Selected Poems

This page is under construction. In the meantime, a rotating poem:

Qué Será, Será

She doesn’t mind the time he spends
in the domino hall downtown, silent
staccato of light and shadow radiating
from fanblades overhead. She listens

to the whir of her Singer, watches
the shimmering needle stitch up yards
of satin the color of ripe plums, muted
voices from “Our Gal Sunday,” its serial quest

for happiness reaching her against
the open-window backdrop of sparrows
in the hackberries, a cow nuzzling
chainlink at the gatepost, honeymoon memory

of blackberry wine on her lips, cool sea breezes
on the balcony of the Casa Ricardo, though beer
is the beverage she shares with Elwood late
afternoons beneath the chinaberry trees out back,

good solid German beer, foam cascading
icy bottles like surf flung up an English cliff
in a poem she memorized in high school, struck
by an emptiness she knew but could not name,

sunless-February counterpoint to a feathered hat,
a pair of patent leather ankle-strap heels
in the window at Lichtenstein’s.

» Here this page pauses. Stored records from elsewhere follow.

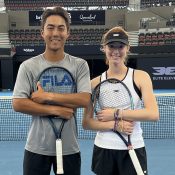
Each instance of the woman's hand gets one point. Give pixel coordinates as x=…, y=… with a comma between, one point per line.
x=105, y=114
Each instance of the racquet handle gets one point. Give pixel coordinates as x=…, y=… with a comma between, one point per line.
x=59, y=156
x=135, y=162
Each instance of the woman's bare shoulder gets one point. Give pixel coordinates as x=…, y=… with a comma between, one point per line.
x=95, y=81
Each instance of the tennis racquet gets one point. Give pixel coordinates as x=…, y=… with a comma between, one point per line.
x=58, y=80
x=113, y=93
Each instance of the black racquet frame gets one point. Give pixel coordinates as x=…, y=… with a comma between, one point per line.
x=57, y=132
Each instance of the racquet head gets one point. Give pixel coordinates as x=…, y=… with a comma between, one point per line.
x=112, y=93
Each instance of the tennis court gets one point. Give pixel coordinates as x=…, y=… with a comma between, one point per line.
x=159, y=138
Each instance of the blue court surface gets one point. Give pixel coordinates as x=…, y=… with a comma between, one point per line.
x=159, y=138
x=160, y=152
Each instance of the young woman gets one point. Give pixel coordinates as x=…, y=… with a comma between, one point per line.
x=40, y=149
x=110, y=155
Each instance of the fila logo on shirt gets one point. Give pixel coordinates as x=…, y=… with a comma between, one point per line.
x=53, y=80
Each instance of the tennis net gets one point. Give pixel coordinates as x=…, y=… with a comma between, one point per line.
x=14, y=126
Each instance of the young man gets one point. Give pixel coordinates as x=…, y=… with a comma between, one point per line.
x=110, y=154
x=40, y=150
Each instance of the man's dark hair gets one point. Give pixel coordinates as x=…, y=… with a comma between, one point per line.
x=59, y=11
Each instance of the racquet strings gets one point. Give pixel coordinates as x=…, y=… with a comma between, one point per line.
x=57, y=80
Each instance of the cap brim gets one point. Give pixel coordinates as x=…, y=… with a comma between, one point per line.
x=117, y=40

She walked
right in and tried them on, risked Elwood’s gloom

and brought them home. This afternoon, while he
plays dominoes in town, she sews a dress for herself,
hums fragments of a Doris Day song from the movie
they saw last week at the Rialto, a voice to match

the open landscape outside her windows: cottonfields
ripening all the way to the creek, thunderheads dark
in the distance, and the sheen of late-afternoon light
against satin rippling toward her Singer’s needle.